Por entonces, Kore-eda tenía 37 años, unos cuántos documentales previos y una opera prima de ficción, Maborosi, que había llamado la atención en la Mostra de Venecia 1995. Y ya en Maborosi latía el núcleo de la obra posterior del director, que de una u otra manera siempre ha trabajado alrededor de los melodramas familiares, un género de amplia gama y tradición en el cine japonés, desde las cumbres del maestro Yasujiro Ozu a la popularísima saga de Tora San del prolífico director Yoji Yamada.
Nacido en Tokio el 6 de junio de 1962, Kore-eda alguna vez contó que tuvo una madre cinéfila, que durante su infancia le enseñó a rendirle culto a Ingrid Bergman, Joan Fontaine y Vivien Leigh en la TV en blanco y negro del living familiar. Su padre fue soldado del ejército japonés en Manchuria a la edad de 20 años, hecho prisionero por los rusos al final de la Segunda Guerra Mundial y enviado a un campo de trabajos forzados de Siberia. Regresó a principios de 1950, pero -según el director le confesó al periódico británico The Guardian- nunca se adaptó bien a la competitiva sociedad japonesa de postguerra: tomaba demasiado y le costaba tener un trabajo fijo. Por eso quizás cuando a Kore-eda lo comparan con Ozu él agradece el elogio, pero dice sentirse más cercano al cine de Mikio Naruse, pensando seguramente en melodramas sociales como Nubes flotantes (1955), donde quedaba claro que las heridas de postguerra estaban lejos de cicatrizarse.

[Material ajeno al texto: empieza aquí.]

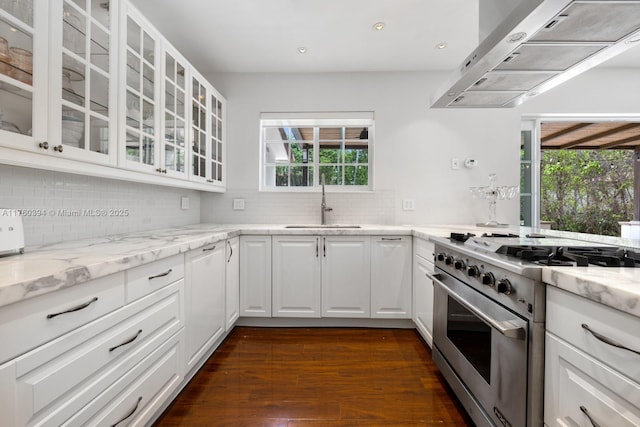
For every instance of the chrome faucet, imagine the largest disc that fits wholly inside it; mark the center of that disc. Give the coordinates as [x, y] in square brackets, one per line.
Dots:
[323, 206]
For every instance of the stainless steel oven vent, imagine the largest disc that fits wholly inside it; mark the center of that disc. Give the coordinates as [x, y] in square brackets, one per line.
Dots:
[541, 44]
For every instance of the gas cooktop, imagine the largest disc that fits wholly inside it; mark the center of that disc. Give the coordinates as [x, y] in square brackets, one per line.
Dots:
[553, 251]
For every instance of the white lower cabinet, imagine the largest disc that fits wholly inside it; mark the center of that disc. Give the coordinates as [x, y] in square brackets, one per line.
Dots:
[592, 366]
[423, 288]
[391, 277]
[255, 276]
[204, 299]
[233, 282]
[346, 276]
[69, 379]
[296, 276]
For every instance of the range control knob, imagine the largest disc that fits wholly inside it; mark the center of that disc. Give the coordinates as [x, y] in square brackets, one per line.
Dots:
[487, 279]
[473, 271]
[503, 286]
[459, 264]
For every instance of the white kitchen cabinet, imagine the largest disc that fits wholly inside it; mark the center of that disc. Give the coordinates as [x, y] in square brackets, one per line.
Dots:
[423, 288]
[391, 277]
[232, 281]
[586, 377]
[204, 300]
[296, 276]
[346, 276]
[71, 113]
[255, 276]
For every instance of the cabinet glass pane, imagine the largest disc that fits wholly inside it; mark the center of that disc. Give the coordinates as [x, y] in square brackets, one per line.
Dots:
[99, 135]
[20, 9]
[133, 36]
[74, 30]
[99, 48]
[149, 46]
[73, 84]
[16, 106]
[72, 128]
[99, 93]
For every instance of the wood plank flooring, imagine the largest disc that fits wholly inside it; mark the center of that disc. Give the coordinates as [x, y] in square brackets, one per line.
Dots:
[318, 377]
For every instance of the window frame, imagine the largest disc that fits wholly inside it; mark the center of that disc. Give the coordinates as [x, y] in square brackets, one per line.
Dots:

¿Directores occidentales que lo hayan influenciado? Europeos mayormente durante sus estudios en la Universidad de Wasabe: “Truffaut, Fellini y Rossellini”, recita como un mantra. “Y Ken Loach y Hou-Hsiao Hsien siempre me inspiraron cuando me convertí en cineasta”. Con esos directores empieza a codearse a partir del 2001, cuando participa por primera vez –ahora ya es un abonée- de la competencia oficial del Festival de Cannes, con Distancia, una película marcada por la idea del duelo y, en ese sentido, en parte tributaria de las ya mencionadas Maborosi y After Life. Sin embargo, su consagración en la Croisette llegaría en 2004 con Nadie sabe, uno de los puntos más altos de su filmografía, protagonizada de manera excluyente por niños.
Su experiencia en el campo del documental, puede explicar en parte la inmediatez de registro y la naturalidad que Kore-eda supo extraer de sus actores no profesionales, un grupo de cuatro chicos entre 5 y 12 años. La historia de Nadie sabe provenía de un hecho real, que el director conoció a través de los diarios (“Los chicos abandonados de Nishi-Sugamo” los llamaban en los titulares) y que le atrajo particularmente, hasta que decidió recrearlo en una ficción: unos niños que vivieron absolutamente solos en un departamento de Tokio por más de seis meses, sin que ningún adulto reparara en su presencia. O en su ausencia. Lo que plantea el film de Kore-eda va más allá de la típica historia de la niñez abandonada. Hay algo en Nadie sabe que trasciende la mera denuncia social para poner el acento en cambio en una suerte de pequeña utopía infantil, que el film transmite de una manera muy calma y, al mismo tiempo, muy poderosa.
En Un día en familia –la película ganadora de la Competencia Internacional del Festival de Mar del Plata 2008- reaparece una vez más el tema del duelo y la disgregación familiar, pero siempre con un tono seco que evita tanto los desbordes melodramáticos como trágicos, por más que en el corazón del film late la tragedia de un hijo muerto prematuramente. “Me encanta hacer películas sobre estos temas”, reconocía en esa entrevista con The Guardian. “En una película sobre una familia siempre es importante el vacío que dejan otros miembros de la familia, porque siempre habrá alguien allí que intentará reconstruir los lazos familiares. Amo este tipo de historias, me afectan mucho personalmente”.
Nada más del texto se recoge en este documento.